Ensuite, en raison de la diffusion d'informations toujours plus nombreuses, les anciennes théories sont archivées et font parfois trop rapidement partie de l'histoire avec le risque d'ignorer une découverte. Aujourd'hui la distribution de ces informations n'est plus du strict ressort des professeurs ou même des universités. Elle est confiée à des serveurs de données accessibles par Internet. Cet ensemble monumental de données fait partie de ce qu'on appelle le "Big Data".

Plus de 5500 ans après la naissance de l'écriture et un plus de 50 ans après la naissance de l'ordinateur, aujourd'hui l'étudiant doit mémoriser dix fois plus de connaissances que son arrière-grand-père et les études sont deux fois plus longues qu'il y a un siècle ! Est-ce bien utile ? 

Le principe réductionniste tel qu'il est appliqué en science ne peut pas conduire à une simplication des connaissances. Avec le temps, les niveaux d'éducation et de spécialisation seront de plus en plus élevés afin de suivre les progrès scientifiques et technologiques.
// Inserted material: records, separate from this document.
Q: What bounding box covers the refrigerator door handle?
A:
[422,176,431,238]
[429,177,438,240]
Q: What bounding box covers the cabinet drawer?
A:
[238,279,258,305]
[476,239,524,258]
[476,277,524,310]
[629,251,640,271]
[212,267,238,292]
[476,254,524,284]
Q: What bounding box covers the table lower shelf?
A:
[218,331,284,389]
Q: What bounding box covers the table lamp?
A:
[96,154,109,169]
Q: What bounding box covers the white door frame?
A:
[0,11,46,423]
L'évolution sera toutefois progressive et les étudiants de demain n'auront pas plus ni moins de difficultés que leurs arrières-arrières-grands-aïeuls pour présenter leurs examens. Ces nouvelles connaissances faisant partie de leur culture, tout le monde aura le temps d'adapter sa façon de penser à ces nouveaux paradigmes.

A posteriori cela nous a réussi car nous comprenons mieux qu'auparavant le monde qui nous entoure. Socialement, la société se démocratise, une plus grande partie de la population peut également accéder aux études, son niveau de vie est globalement meilleur avec une longévité supérieure aujourd'hui qu'il y a quelques décennies (en France et dans le Bénélux, la longévité était de 50 ans pour les femmes en 1950, elle était supérieure à... 85 ans en 2020). Il y a donc progrès. Bien sûr ce grand âge n'est pas sans inconvénients. Il reste également d'épineux et persistants problèmes structurels d'ordre économiques et sociaux notamment mais ces sujets sortent malheureusement du cadre de cet article et touchent à l'organisation de la société et au développement durable.